L'analyse de... Florence Legros, professeur à l'Université Paris Dauphine

Un vœu pour 2013, oublions Solvabilité II

le 20/12/2012 L'AGEFI Hebdo

Les études empiriques le montrent ; les actions, si l’on considère leurs performances dividendes réinvestis et en termes réels, sont les actifs qui présentent le moins de risques à long terme. Ces performances, marquées par un processus de retour à la moyenne, sont ainsi parfaitement adaptées à un placement long, de cycle de vie.

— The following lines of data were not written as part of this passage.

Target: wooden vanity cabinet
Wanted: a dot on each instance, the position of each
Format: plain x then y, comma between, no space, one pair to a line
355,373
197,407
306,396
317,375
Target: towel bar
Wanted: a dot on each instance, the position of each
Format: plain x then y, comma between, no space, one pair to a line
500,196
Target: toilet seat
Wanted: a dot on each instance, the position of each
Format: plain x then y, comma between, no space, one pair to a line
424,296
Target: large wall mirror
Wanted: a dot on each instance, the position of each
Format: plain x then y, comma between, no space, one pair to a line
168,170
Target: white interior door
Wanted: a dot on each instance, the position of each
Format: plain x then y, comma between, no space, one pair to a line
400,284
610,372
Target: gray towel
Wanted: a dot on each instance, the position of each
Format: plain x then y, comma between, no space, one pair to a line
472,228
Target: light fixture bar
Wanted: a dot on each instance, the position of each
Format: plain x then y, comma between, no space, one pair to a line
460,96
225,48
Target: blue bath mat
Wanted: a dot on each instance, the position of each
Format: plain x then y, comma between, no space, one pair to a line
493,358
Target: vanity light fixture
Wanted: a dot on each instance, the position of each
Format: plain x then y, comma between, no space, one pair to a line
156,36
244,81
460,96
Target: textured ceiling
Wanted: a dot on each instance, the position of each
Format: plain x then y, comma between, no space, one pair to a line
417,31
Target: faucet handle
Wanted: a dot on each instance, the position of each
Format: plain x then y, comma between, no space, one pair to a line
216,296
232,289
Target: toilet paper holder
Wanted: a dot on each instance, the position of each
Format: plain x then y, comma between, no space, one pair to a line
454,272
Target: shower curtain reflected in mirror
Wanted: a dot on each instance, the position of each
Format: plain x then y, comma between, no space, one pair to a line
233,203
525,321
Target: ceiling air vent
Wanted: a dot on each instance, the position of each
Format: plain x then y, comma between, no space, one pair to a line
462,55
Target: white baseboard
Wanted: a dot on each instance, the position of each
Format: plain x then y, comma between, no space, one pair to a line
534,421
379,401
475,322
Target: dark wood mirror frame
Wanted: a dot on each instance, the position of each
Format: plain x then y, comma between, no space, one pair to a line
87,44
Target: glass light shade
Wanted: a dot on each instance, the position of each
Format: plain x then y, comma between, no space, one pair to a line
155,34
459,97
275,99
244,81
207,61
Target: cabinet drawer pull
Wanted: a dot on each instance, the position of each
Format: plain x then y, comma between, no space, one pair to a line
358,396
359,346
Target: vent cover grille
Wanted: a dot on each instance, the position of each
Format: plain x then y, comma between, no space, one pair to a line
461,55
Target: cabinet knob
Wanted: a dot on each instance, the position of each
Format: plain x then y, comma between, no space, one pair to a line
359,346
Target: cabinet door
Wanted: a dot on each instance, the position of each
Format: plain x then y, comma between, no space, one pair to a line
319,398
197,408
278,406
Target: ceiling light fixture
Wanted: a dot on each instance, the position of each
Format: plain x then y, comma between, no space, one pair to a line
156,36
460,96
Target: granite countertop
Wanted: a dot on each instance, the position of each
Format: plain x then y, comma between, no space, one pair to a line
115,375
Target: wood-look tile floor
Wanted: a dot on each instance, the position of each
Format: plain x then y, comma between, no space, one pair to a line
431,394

Elaborée au printemps 2009, à la sortie d’une année qui avait vu certains fonds de pension amputés de 40 % (en Irlande, par exemple) de leur valeur, la directive « Solvabilité II » s’est fixé comme objectif de protéger l’investisseur. La directive se veut ainsi extrêmement prudente ; les fonds propres exigés doivent représenter 99,5 % de la

Value-at-Risk (VaR) à un an.

Pour ce qui est des fonds de pension, par exemple, deux conséquences sont immédiates : d’une part, le provisionnement doit augmenter dans des proportions importantes, d’autre part, l’inadéquation de la mesure est patente. En effet, comment - alors que les propriétés des rendements des actions évoluent avec le temps dans le sens d’un « resserrement » autour de la moyenne avec l’allongement de la durée de détention - raisonner à un horizon aussi court en approximant la distribution des rendements à l’aide d’une loi normale ? Conséquence, la directive a éloigné les investisseurs institutionnels et notamment les assureurs des actions.

C’est d’autant plus regrettable que la nécessité de développer l’épargne longue est aujourd’hui reconnue et que les incitations à son développement sont souhaitées aussi bien par les politiques que par les experts. On se reportera par exemple au rapport Gallois dans lequel l'auteur insiste sur le nécessaire renforcement des fonds propres des entreprises, quelquefois rationnées sur le marché du crédit, afin d’assurer un financement pérenne. Il préconise que des allègements fiscaux soient dirigés vers les contrats d’assurance en unités de compte, investis en actions, et non vers les contrats en euros, plutôt investis en obligations. Le rapport suggère aussi l’idée d’un PEA-PME qui dirigerait l’épargne vers les PME, avec une durée de placement encouragée plus longue (10 ans). Face à un taux d’endettement privé des entreprises françaises (il était de plus de 131 % en 2010) qui ne cesse de croître, le renforcement de leurs fonds propres est d’une grande importance.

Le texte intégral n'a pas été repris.